The word mit can exist as preposition,
Ich fahre mit dem Auto. Ich werde mit dem Auto fahren.
I drive by car. I will drive by car.
literal: I drive with the car. I will drive with the car.
Das Hemd gehört mit in die Wäsche. Das Hemd wird mit in die Wäsche gehören.
The shirt also belongs in the laundry. The shirt will also belong in the laundry.
literal: The shirt cobelongs in the laundry. The shirt will cobelong in the laundry.
and as prefix of a separable verb
Ich fahre mit wenn ich Zeit habe. Ich werde mitfahren wenn ich Zeit habe.
(Sorry, I have no Idea how to properly translate this into valid English)
literal: I coride when I have time. I will coride when I have time.
(Instead of "co-ride" maybe also "co-go" or "co-drive")
In the examples above I use the prefix co- in the sense of "worker and co-worker" or "driver and co-driver."
The prefixes of separable verbs are closely related to adverbs, and when those verbs are split in their parts, it is often hard to tell if it is an adverb or a split-off prefix. And also the meaning in both functions is almost identical. Both, the adverb "mit" and the prefix "mit" mean:
to do something together with someone else
Here is a simple example:
If you walk, it is
Du gehst. = You walk.
If I walk, you have
Ich gehe. = I walk.
Du gehst und ich gehe.
You walk and I walk.
But if you deside where to go to, and I accompany you, i.e. I walk on your side and you decide where to got to, then it is:
Du gehst und ich gehe mit.
You walk and I co-walk.
This construction doesn't exist in proper English, so I use this co- prefix to express what is meant in German. And this co- prefix works for both, the adverb mit and the separable prefix mit.
This verb means:
- to listen (to hear something and pay attention to it with the intention to hear it)
- to overhear (to hear something by accident, without having wanted to hear it)
But there is also a third possibility: You didn't want to hear it (i.e. it was not your intention to listen), so you overheard he conversation. But after you heard a few words you became curious and payed attention, so you turned from overhearing to listening. In German all of those is:
ein Gespräch anhören
to overhear or listen to a conversation
When two people chat in a room, and when there is a third person in the room who can hear the conversation, you can say:
Walter hört das Gespräch von Erich und Brigitte an.
1. Walter listens to the conversation of Erich and Brigitte.

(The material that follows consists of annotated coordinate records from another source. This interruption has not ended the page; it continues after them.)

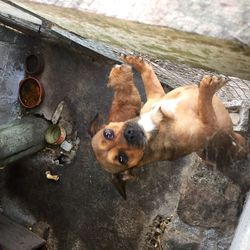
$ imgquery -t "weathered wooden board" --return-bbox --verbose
[0,214,45,250]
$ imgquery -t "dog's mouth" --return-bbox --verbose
[123,121,147,149]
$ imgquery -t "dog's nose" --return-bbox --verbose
[124,128,136,144]
[123,123,145,147]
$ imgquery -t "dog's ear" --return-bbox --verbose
[88,113,103,137]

1. Walter overhears the conversation of Erich and Brigitte.
In English you have to make a difference, if Walter is listening intentionally, or if he is overhearing the conversation by accident. In German you don't make this difference. Without context it is to listen, i.e. to pay attention to the conversation, but without initial intention. If you want to clarify the difference, you have to tell it explicitly in a separate sentence.

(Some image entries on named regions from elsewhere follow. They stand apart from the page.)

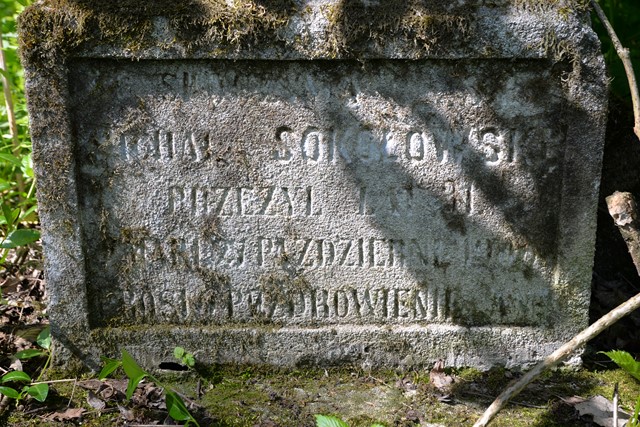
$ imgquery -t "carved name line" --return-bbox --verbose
[167,179,476,218]
[131,236,544,271]
[105,126,561,169]
[124,287,452,322]
[272,126,524,166]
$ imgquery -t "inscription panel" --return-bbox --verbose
[69,59,567,327]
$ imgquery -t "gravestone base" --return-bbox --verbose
[20,0,607,368]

When Erich talks to Brigitte, Brigitte is listening. And when Brigitte talks, Erich is listening. These two persons are the main-listeners. And if another person joins the club of listeners, then this person is co-listening or co-overhearing.(remember: both is the same word in German: anhören)
So, when you realize that Lisa and Sandra also overhear this conversation, then they co-overheard the conversation:
Lisa und Sandra hören das Gespräch mit an. Sie werden das Gespräch mit anhören.
Lisa and Sandra co-overhear the conversation. They will co-overhear the conversation.